Try visdom! https://github.com/facebookresearch/visdom. Specifically vis.line.

3 Likes

Thanks, I will try that!

What’s the advantage of visdom compared with matplotlib please?

Visdom will create a small web application and send all plots to it, so that you can just let your model train on a server and see e.g. the loss curves, segmentation output etc. in your web browser.
Matplotlib will create the plots on your machine, which is sometimes not desired, e.g. if you just connect via SSH.

4 Likes

I think this tutorial is very useful for the task.
https://pytorch.org/tutorials/beginner/finetuning_torchvision_models_tutorial.html#model-training-and-validation-code

1 Like

In this example, why is the running loss multiplied by inputs.size(0)?

1 Like

I wrote livelossplot (live training loss plot in Jupyter Notebook for Keras, PyTorch and others) exactly for that purpose.

PyTorch example: https://github.com/stared/livelossplot/blob/master/examples/pytorch.ipynb

5 Likes

I concur with using visdom.

I recommend putting the code that handles drawing the visualizations in a different module for clarity, e.g.:

# module visualizations.py
from datetime import datetime
import visdom

class Visualizations:
    def __init__(self, env_name=None):
        if env_name is None:
            env_name = str(datetime.now().strftime("%d-%m %Hh%M"))
        self.env_name = env_name
        self.vis = visdom.Visdom(env=self.env_name)
        self.loss_win = None

    def plot_loss(self, loss, step):
        self.loss_win = self.vis.line(
            [loss],
            [step],
            win=self.loss_win,
            update='append' if self.loss_win else None,
            opts=dict(
                xlabel='Step',
                ylabel='Loss',
                title='Loss (mean per 10 steps)',
            )
        )

# module train.py
(...)

def train():
    (...)
    
    # Initialize the visualization environment
    vis = Visualizations()

    # Training loop
    loss_values = []
    for step, input in enumerate(loader):
        # Forward pass
        output = model(input)
        loss = model.loss(output)
        loss_values.append(loss.item())
    
        # Backward pass
        model.zero_grad()
        loss.backward()
        optimizer.step()
    
        # Visualization data
        if step % 10 == 0:
            vis.plot_loss(np.mean(loss_values), step)
            loss_values.clear()

Visdom is partially documented on its github page, and I found the demo they provide to answer a lot of my questions on the usage. For more complex plots, use matplotlib and embed them using vis.matplot.

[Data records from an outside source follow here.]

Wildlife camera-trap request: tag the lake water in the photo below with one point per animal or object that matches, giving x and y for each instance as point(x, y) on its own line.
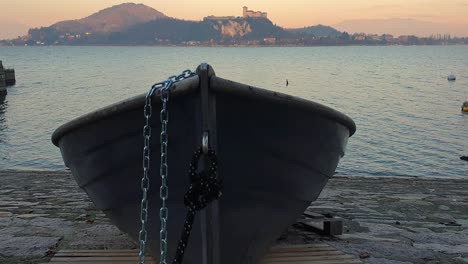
point(407, 114)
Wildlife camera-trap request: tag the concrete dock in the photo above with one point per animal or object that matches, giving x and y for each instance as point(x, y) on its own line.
point(386, 219)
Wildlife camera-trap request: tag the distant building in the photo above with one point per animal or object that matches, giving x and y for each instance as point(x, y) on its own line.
point(251, 13)
point(246, 13)
point(219, 18)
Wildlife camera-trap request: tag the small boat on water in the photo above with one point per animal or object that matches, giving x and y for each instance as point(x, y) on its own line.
point(451, 77)
point(275, 153)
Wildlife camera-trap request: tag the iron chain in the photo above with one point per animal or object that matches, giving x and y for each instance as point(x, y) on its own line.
point(164, 89)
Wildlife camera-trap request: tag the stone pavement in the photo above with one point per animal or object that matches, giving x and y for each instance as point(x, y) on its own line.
point(386, 219)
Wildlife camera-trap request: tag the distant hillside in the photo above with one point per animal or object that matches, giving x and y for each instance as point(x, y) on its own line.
point(113, 19)
point(137, 24)
point(175, 31)
point(318, 31)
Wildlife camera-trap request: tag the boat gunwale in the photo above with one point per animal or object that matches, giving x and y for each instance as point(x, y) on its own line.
point(217, 84)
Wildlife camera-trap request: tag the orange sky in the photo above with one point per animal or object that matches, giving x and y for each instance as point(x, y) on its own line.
point(450, 16)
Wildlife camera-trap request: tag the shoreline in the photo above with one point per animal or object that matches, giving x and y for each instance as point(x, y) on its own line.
point(386, 219)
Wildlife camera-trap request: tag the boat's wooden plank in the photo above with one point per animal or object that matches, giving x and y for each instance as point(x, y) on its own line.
point(305, 253)
point(95, 254)
point(103, 259)
point(290, 254)
point(304, 258)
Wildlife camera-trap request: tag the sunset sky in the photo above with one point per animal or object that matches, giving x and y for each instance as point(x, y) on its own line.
point(370, 16)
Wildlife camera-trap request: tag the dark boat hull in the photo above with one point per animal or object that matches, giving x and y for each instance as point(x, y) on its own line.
point(275, 155)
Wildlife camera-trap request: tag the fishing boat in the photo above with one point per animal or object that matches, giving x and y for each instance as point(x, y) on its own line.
point(275, 153)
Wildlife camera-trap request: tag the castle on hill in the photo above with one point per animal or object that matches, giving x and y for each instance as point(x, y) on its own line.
point(245, 13)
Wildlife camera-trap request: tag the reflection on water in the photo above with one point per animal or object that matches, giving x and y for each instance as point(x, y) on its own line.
point(3, 125)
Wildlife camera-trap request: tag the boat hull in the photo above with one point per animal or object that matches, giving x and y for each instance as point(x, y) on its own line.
point(275, 155)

Here is an example of a visdom environment:

8 Likes

Hi. Is there a way to use Visdom in google colab?

I’m not sure, as I’m not using Colab that much.
However, you could have a look at this Visdom issue, so that the Visdom devs could also have a look. :wink:

Livelossplot was very helpful. It was exactly what I needed for my notebooks. I used it with both PyTorch and Keras and the usage was very straightforward.